Desde os seus princípios, o Padre
Siqueira foi sempre o homem sisudo, sacerdote modelo: vigário desse lugar em
que foi exalar o derradeiro suspiro, soube ali merecer as simpatias que ao
sepulcro o acompanharão. Rebentando a guerra por nós sustentada no período de
1864 a 1870, marchou para os campos da luta a levar os consolos da religião aos
mártires do dever. Voltando daí, já presa do mal que o exterminou, aqui veio
residir, ou – por outra – aqui veio dar o derradeiro testemunho do quanto pode
a tenacidade do homem forte em favor das causas nobres.
Compreendia o homem os deveres da
sua missão, sabia que a verdadeira utilidade da vida consiste na aplicação que
dela se faz ao bem estar geral e que, mal aventurado é aquele que, simplesmente
a si é útil.
Uma vez entre nós, deu-se pressa em
executar o plano que concebera em terra estranha e assistindo a lutas
fratricidas, pois se tratava de manterem-se irmãos por questões que, com
palavras podendo ser resolvidas, pelo orgulho de uns e precipitação de outros,
estavam sendo debatidas pelas armas e decididas pela morte.
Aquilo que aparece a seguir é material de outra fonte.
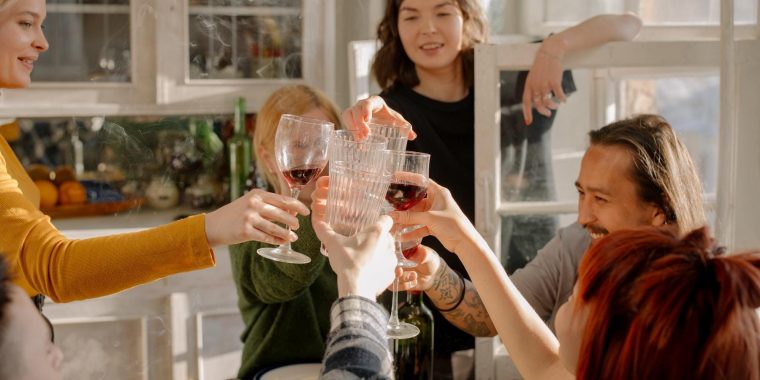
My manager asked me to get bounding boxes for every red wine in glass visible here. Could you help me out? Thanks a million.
[401,244,420,259]
[385,182,427,211]
[282,165,324,188]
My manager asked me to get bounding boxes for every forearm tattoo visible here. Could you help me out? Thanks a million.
[428,268,496,336]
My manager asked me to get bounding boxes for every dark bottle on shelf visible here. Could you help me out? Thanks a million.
[227,97,252,201]
[391,291,434,380]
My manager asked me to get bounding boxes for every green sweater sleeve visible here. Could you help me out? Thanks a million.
[230,215,329,304]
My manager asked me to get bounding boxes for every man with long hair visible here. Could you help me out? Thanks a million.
[402,115,705,336]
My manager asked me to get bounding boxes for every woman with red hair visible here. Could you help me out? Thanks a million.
[382,181,760,380]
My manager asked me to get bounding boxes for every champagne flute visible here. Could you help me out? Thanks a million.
[256,114,334,264]
[385,151,430,339]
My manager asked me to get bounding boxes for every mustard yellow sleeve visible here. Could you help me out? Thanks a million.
[0,143,215,302]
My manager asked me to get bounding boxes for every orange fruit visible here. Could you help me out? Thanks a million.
[53,165,77,186]
[26,164,50,181]
[58,181,87,205]
[34,179,58,208]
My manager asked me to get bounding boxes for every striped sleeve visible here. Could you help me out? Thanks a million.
[320,296,393,379]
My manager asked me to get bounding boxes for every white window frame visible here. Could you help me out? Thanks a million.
[475,0,760,379]
[516,0,760,41]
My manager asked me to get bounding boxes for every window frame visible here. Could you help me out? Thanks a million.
[475,29,760,379]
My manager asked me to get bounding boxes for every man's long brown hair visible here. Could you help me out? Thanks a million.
[372,0,488,91]
[573,227,760,380]
[589,115,705,233]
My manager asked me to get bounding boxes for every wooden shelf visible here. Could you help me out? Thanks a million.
[40,198,145,219]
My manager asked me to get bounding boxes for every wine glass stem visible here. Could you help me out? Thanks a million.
[388,277,400,327]
[280,187,301,251]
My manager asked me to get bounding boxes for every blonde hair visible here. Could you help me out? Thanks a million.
[0,0,16,12]
[254,86,341,192]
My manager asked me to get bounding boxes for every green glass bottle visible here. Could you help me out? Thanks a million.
[391,291,434,380]
[227,97,252,201]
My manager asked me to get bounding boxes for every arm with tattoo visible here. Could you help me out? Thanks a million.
[425,257,497,336]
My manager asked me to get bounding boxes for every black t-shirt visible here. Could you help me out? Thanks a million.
[380,86,475,355]
[380,71,575,360]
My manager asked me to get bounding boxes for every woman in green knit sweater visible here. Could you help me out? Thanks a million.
[230,85,340,379]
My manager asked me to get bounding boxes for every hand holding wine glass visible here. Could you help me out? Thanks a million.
[389,180,484,255]
[256,114,334,264]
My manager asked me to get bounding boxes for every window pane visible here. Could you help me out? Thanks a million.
[544,0,625,23]
[621,76,720,193]
[188,0,302,79]
[32,1,132,82]
[639,0,757,24]
[540,0,757,25]
[500,70,592,202]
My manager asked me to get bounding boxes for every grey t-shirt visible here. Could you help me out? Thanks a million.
[510,223,591,331]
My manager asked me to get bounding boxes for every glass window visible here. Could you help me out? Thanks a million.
[543,0,625,23]
[510,0,757,25]
[32,0,132,82]
[620,73,720,193]
[639,0,757,25]
[188,1,302,79]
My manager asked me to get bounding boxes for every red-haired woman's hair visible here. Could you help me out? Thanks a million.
[575,228,760,380]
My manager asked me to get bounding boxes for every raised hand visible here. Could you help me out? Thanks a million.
[389,180,482,254]
[342,95,417,140]
[206,189,309,246]
[397,245,443,291]
[313,216,396,299]
[522,37,566,125]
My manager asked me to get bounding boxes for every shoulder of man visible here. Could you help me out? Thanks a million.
[557,222,591,267]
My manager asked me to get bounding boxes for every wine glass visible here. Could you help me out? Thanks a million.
[385,151,430,268]
[256,114,334,264]
[385,151,430,339]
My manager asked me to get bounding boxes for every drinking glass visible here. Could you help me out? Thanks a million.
[385,151,430,268]
[319,130,389,256]
[385,151,430,339]
[325,161,390,236]
[256,114,334,264]
[367,117,412,151]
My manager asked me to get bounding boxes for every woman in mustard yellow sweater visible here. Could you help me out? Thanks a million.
[0,0,309,302]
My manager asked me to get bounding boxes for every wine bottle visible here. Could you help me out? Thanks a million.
[227,97,252,201]
[392,291,434,380]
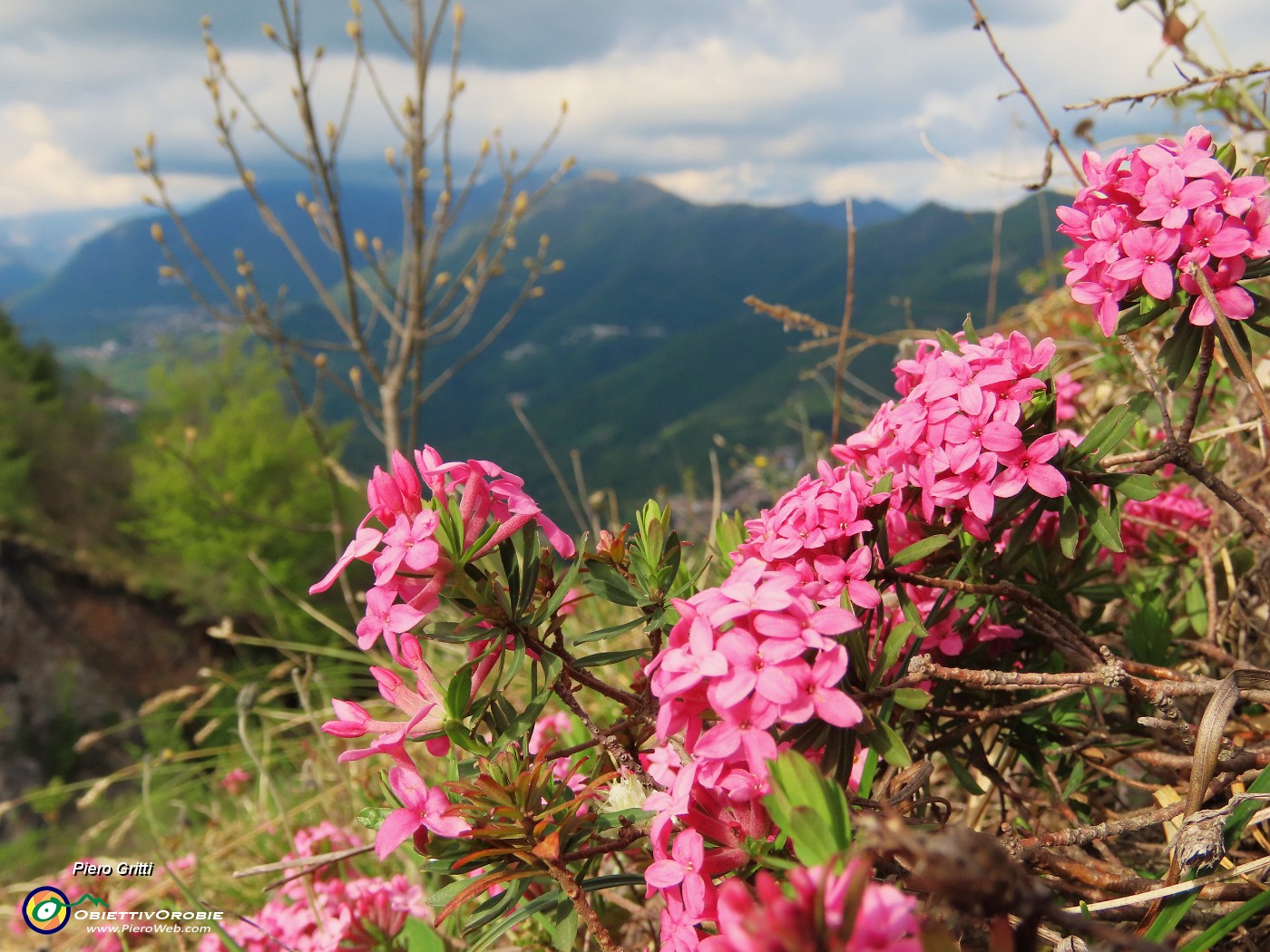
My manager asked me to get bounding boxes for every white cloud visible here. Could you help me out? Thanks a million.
[0,0,1270,219]
[0,102,225,216]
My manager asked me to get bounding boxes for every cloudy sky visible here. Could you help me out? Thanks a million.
[0,0,1270,227]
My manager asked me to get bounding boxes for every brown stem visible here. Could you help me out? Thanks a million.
[968,0,1086,185]
[542,860,625,952]
[829,198,856,444]
[1177,327,1214,447]
[552,675,666,790]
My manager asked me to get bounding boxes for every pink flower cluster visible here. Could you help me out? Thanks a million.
[833,331,1067,540]
[645,463,886,949]
[308,447,574,656]
[1058,126,1270,336]
[198,822,432,952]
[310,447,575,860]
[1106,473,1213,572]
[701,860,922,952]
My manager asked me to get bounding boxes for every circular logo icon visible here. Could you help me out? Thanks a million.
[22,886,71,936]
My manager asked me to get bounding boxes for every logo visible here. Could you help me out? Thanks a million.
[22,886,105,936]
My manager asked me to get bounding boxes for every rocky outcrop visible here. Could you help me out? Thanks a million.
[0,539,212,827]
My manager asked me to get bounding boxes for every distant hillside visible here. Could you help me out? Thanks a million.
[0,244,44,302]
[16,174,1053,515]
[12,183,518,346]
[785,202,904,231]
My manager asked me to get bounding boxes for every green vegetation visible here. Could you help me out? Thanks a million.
[128,337,353,616]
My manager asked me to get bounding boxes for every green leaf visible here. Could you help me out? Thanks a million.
[763,750,851,866]
[943,752,987,797]
[1177,889,1270,952]
[1159,310,1204,390]
[445,721,489,756]
[399,918,445,952]
[445,664,473,720]
[578,873,647,892]
[1076,393,1150,462]
[357,806,393,831]
[1089,495,1124,552]
[490,686,552,752]
[470,889,571,952]
[1058,496,1080,561]
[428,879,473,908]
[1143,869,1199,942]
[1106,472,1159,502]
[874,622,927,685]
[574,645,651,667]
[892,688,931,711]
[572,618,644,645]
[889,536,952,568]
[1216,321,1252,380]
[860,721,913,767]
[1115,295,1172,336]
[533,559,581,625]
[552,902,578,952]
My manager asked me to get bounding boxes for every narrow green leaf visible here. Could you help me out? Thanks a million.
[1058,498,1080,561]
[357,806,393,831]
[893,688,931,711]
[1115,295,1172,336]
[1076,393,1150,462]
[572,618,644,645]
[890,536,952,566]
[877,622,926,675]
[943,752,985,797]
[1106,472,1159,502]
[552,902,578,952]
[400,919,445,952]
[1177,889,1270,952]
[1089,505,1124,552]
[860,721,913,767]
[533,559,581,625]
[575,645,651,667]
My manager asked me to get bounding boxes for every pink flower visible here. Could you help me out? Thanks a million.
[357,587,426,655]
[1178,207,1252,268]
[992,432,1067,499]
[1138,165,1216,231]
[1181,257,1256,327]
[216,767,251,797]
[1108,226,1183,301]
[375,767,471,860]
[644,831,708,915]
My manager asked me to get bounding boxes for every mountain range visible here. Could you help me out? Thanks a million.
[9,172,1055,508]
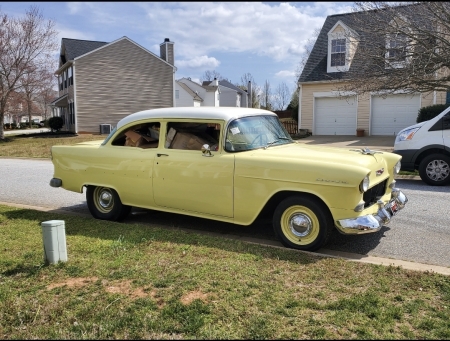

O plano consistia na criação desse
estabelecimento que vemos – incompleto na sua construção, mas de há muito,
profícuo em seus resultados – ostentar-se à Rua de Bragança, esse templo de que
tantas vezes nos tempos ocupado e que, de envolta com o respeito que merecem as
instituições úteis, reclama os mais sinceros louvores para o seu pio fundador.
Empreendeu o Padre Siqueira uma
tarefa além das forças de um homem, desde que o não fortalecesse a mais viva
crença nos sentimentos humanitários de seus semelhantes e um segundo de repouso
jamais teve, porque no tempo decorrido de 1869, época em que lançou as bases
para o edifício, até ao dia em que se efetuou a transformação de seu ser, as
dificuldades vencidas eram núncias dos obstáculos a vencer.
Mas
sempre forte, mas sempre esperançoso, não abandonava o bordão do peregrino e a
coragem encurtando as distancias e esperança revigorando-lhe as forças, ele, na
romagem interminável, falava aos corações benfazejos e, talvez não poucas
vezes, se sentisse com o poder de Moisés conhecendo-se capaz de fazer
rebentarem de corações empedernidos correntes de benefícios.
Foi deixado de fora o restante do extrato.